Er verkaufte den Ägyptern nur dann Nahrungsmittel, wenn sie die ‘Brit Mila’ an sich vornahmen[6]. Was bezweckte er damit? Josef bereitete damit die Erlösung seiner Brüder vor, damit es ihnen später möglich sein wird, sich wieder von den Mizrim zu lösen und ihre Eigenständigkeit zu erhalten – durch die ‘Brit Mila’. Josef stellte hier die Grundpfeiler der zukünftigen Erlösung auf: Genauso wie die Mizrim ihre Ernährung vom König direkt erhielten, nachdem sie sich mit ihm durch die ‘Brit Mila’ verbunden hatten, wird es auch den Bne Jisrael möglich sein, sich durch die ‘Brit Mila’ an den König aller Könige zu binden und sich von den Mizrim endgültig zu lösen, so dass Er sie künftig irdisch und geistig ernähren wird.

Auf diese Weise kann auch die Diskussion zwischen Hkb“H und Mosche Rabenu verstanden werden, als Er ihm sagte (3,14): „Sage den Söhnen Jisraels אֶהְיֶה אֲשֶׁר אֶהְיֶה, das, wie Raschi erklärt, folgendes besagen sollte: „Ich bin derselbe G’tt, der euch jetzt wie auch in allen anderen Galujot beistehen wird“.

Mosche wunderte sich daraufhin, weshalb er jetzt dem Volk – noch vor ihrer Erlösung – bereits von den später kommenden ‘Zarot’ (Leiden) berichten und ihnen so den Mut und die Hoffnung nehmen solle.

Darauf entgegnete Haschem, dass er Recht habe und es völlig genüge, wenn er ihnen sage: „Ehje Schlachani Alechem” – „G’tt hat mich zu euch geschickt“.

Es kann nicht sein, dass durch Mosches Bemerkung ein Sinneswechsel bei Hkb”H stattgefunden hat.
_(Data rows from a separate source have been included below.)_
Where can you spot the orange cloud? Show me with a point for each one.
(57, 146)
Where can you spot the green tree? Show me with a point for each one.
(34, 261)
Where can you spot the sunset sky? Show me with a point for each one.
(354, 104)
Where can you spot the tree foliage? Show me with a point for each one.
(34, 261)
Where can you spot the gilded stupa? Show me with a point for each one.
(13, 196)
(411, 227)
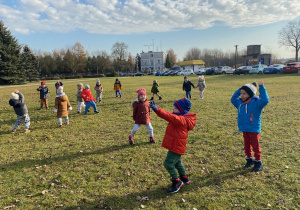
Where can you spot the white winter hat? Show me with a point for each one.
(60, 90)
(14, 96)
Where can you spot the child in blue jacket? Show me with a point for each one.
(249, 109)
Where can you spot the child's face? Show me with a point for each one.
(175, 110)
(142, 97)
(244, 95)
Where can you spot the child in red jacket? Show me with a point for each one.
(180, 122)
(141, 115)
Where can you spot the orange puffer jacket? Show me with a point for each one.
(177, 130)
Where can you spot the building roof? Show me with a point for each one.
(192, 62)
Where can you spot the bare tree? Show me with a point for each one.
(289, 36)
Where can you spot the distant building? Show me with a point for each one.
(192, 64)
(254, 56)
(152, 61)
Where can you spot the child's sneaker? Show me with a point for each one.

Die Antwort von Haschem ist daher so zu verstehen: Er wollte Mosche damit sagen, dass er Ihn falsch verstanden habe: Es war gar nicht Seine Absicht und Wille, Jisrael etwas bezüglich den künftigen Galujot mitzuteilen!

Hkb”H wollte den Bne Jisrael lediglich erklären, wie sich die Erlösung aus Mizrajim abspielen werde: Indem sie zu einem eigenständigen Volk werden . Durch ihre endgültige Trennung vom mizrischen Volk würden sie sich für alle Ewigkeit nie mehr mit anderen Völkern vermischen, sondern Haschem, ihrem G’tt gleich „Ehje Ascher Ehje“ sein, immer abgesondert und getrennt. „Sage Jisrael, dass dich der Ewige zu ihnen sandte“, die Torah verwendet an dieser Stelle keinen anderen Namen G’ttes, nur die Bezeichnung „Ehje” – „der Ewige“. Denn von jetzt an wird Jisrael mit der „Ewigkeit“ verbunden sein, indem sie von Mizrajim getrennt zur selbstständigen Nation aufsteigen.

  1. Midrasch Schmot Rabba 2,9
  2. Siehe Dewarim 4,34
  3. Midrasch Tehilim 114
  4. Midrasch Schmot Rabba 34,1
  5. Schem miSchmuel P. Wajechi S.341, P. Schmot S.49 u.a.